Ainsi, lorsqu’un client entre en boutique avec l’intention de dépenser 10 000 $ pour un DAC, il faut une honnêteté peu commune de la part du revendeur pour lui avouer que, pour le même prix, il pourrait repartir avec une paire d’enceintes actives capables de surpasser l’ensemble de son système passif à 100 000 $. Résultat : les enceintes actives restent reléguées dans un coin, à attendre ce client rare, sans équipement hi-fi préalable, qui déciderait soudain de dépenser dix mille euros d’un coup. Pas très probable, n’est-ce pas ?
Et si certains revendeurs lisent ceci, un petit conseil : le client qui achète une paire d’enceintes actives haut de gamme est très probablement en train de monter en gamme à partir d’un modèle plus abordable. Assurez-vous que c’est vous qui lui avez vendu le précédent.
Caveat Emptor
Avant de vous précipiter pour acheter une paire d’enceintes actives, un petit avertissement s’impose. Ce n’est pas parce qu’il existe aujourd’hui d’excellentes enceintes actives que toutes les enceintes actives sont soudain devenues formidables.
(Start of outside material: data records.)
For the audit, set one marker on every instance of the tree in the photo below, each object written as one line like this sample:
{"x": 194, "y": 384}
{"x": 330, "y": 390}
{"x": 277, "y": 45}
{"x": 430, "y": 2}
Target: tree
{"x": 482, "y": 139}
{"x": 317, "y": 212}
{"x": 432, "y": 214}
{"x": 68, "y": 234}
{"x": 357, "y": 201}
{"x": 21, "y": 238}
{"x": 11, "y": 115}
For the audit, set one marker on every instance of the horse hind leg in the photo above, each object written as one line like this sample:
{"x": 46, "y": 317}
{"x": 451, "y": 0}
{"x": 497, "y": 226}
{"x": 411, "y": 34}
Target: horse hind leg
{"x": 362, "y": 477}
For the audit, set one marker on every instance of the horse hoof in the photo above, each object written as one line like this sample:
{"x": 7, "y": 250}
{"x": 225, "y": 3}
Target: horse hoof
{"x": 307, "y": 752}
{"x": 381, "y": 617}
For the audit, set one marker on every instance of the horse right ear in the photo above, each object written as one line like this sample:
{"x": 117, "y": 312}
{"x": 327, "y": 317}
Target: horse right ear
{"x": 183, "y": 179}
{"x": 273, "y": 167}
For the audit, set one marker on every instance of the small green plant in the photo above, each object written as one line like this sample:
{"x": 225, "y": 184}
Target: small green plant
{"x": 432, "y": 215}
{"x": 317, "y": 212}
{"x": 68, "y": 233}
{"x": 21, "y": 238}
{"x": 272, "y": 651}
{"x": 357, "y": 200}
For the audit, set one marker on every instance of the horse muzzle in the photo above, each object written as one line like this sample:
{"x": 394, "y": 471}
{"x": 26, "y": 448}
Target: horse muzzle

Beaucoup ne sont encore que des modèles passifs déguisés. Les coffrets bass-reflex sont tellement ancrés dans la culture du design audio que nombre d’enceintes actives en sont encore équipées, sans que leurs concepteurs ne réalisent qu’ils passent à côté d’une vraie opportunité d’amélioration. Et même lorsqu’un DSP est présent, cela ne veut pas dire qu’il sert à autre chose qu’à quelques réglages d’égalisation de base. La correction de phase est loin d’être généralisée, et le contrôle de la directivité encore moins. L’essentiel, c’est que tout cela est désormais devenu possible. Les enceintes actives ont toutes les cartes en main pour surpasser les enceintes passives — mais seules celles qui jouent intelligemment leur jeu y parviennent.
Résumé
Nous avons identifié plusieurs techniques rendues possibles par l’utilisation d’enceintes actives — dont beaucoup améliorent la réponse transitoire dans différentes plages de fréquences, et pour des raisons variées :
- Les coffrets clos deviennent une option viable, offrant des basses plus tendues et plus musicales.
- Le DSP peut corriger les déphasages introduits par les filtres de coupure, permettant ainsi à une enceinte multivoies d’atteindre une réponse transitoire digne d’une électrostatique. Le son gagne en légèreté, avec un timing plus précis et un « slam » plus percutant — le tout en même temps.
- Le contrôle de la directivité réduit l’influence de l’acoustique de la pièce. Les basses et les bas médiums gagnent en définition et en précision.
Les autres avantages permettent une conception plus compacte et plus pratique, accessible à un plus grand nombre d’utilisateurs.